In 2003, less than one year after the launch of the National Spatial Strategy, the government announced a policy to decentralise 11,000 public sector jobs from Dublin to nearly 60 locations, ignoring most of the ‘Gateway’ and ‘Hub’-designated towns of NSS. As only 3,000 people moved, this too was a failure.
Will government change the direction of spatial policy?
It’s not certain that any lessons have been learnt, however.
The need for industrial and services concentration of larger scale is now well-established throughout the western world. But will the Irish government continue to persist with strategies like that of ‘balanced regional development’, or will it change the direction of spatial policy to focus on cities and large towns, by implementing ‘lumpiness’ and concentrating investment to achieve beneficial agglomeration?
What changes could such a policy shift have brought?
It is most likely that the Buchanan Plan would by now have resulted in a number of intermediate-sized cities of say 200,000 to 600,000 in population. These same regional cities would have been able to create economic and employment ‘spillovers’ for their sphere-of-influence towns in ‘metropolitan city-regions’, and would therefore be much better able to attract the multinational companies to provide large-scale employment, such as is now largely confined to the Greater Dublin Area.
Focus on residency and employment
This would still mean that many employment opportunities would be confined to such cities. However, the key question is whether it is preferable that Irish people could find both residency and employment in an Irish city or large town in the border or west, or emigrate to a Birmingham or Boston?
Letterkenny, was little over one-third of the population of Sligo in Buchanan’s time. Now it is larger, reinforced by its relative proximity to the city of Derry. Likewise, will there be the vision to recognise the benefits of the Good Friday Peace Agreement in exploiting spatially, the all-island asset of the Dublin-Belfast economic corridor?
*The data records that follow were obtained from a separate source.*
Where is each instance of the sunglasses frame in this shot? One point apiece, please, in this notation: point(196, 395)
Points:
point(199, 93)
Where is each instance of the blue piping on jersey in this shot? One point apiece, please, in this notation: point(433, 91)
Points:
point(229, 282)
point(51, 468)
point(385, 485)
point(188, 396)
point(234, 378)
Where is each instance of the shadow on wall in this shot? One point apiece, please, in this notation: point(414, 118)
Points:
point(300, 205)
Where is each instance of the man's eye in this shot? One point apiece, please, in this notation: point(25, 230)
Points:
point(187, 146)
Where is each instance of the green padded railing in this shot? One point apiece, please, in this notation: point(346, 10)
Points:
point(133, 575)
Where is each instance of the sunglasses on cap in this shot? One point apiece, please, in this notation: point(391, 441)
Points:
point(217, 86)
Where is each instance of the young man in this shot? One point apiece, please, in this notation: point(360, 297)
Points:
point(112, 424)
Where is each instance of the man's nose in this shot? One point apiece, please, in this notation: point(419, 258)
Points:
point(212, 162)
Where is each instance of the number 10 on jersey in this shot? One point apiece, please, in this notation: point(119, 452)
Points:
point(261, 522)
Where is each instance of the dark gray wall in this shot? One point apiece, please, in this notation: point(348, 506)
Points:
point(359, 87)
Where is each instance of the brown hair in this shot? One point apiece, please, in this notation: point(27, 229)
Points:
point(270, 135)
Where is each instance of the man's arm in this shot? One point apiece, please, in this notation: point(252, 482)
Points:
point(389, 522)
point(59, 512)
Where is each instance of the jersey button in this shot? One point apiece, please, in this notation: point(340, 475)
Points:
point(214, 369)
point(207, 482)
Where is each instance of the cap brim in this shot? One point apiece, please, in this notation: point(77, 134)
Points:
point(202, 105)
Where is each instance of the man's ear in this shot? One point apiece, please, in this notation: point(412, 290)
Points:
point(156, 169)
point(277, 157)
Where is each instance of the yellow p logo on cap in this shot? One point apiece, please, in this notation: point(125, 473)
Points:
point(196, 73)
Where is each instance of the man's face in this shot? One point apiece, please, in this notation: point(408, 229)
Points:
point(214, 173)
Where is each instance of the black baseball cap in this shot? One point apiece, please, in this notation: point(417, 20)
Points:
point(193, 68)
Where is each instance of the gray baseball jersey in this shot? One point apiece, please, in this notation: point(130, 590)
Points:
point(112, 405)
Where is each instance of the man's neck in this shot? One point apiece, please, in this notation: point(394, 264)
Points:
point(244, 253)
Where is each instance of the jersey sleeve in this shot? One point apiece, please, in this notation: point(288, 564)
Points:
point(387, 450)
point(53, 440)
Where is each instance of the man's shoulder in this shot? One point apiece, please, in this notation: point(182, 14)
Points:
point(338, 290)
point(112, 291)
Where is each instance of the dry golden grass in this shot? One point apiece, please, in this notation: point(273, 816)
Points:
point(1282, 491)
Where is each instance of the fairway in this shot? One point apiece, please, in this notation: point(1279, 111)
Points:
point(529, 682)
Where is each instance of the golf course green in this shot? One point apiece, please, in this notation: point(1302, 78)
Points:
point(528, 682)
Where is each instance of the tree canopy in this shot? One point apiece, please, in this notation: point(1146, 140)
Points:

Let’s push for a broader view
Politicians, for good or ill, are largely responsible for making the strategic spatial decisions that will determine what type of future Ireland achieves. Will their emphasis continue to be on both local and short-term horizons based on their self-survival re-election prospects, focusing on economically (and ultimately socially) unviable interests at the expense of the whole?
At this stage, no politician can plead ignorance about the benefits of large cities and towns to both the country and the regions. But have they the courage to embrace it? Let’s hope the next plan – or indeed plans, for maybe there should be more than one – can take a broader view.
Dr Brian Hughes is an urban and regional economist and member of the government’s expert group on demography.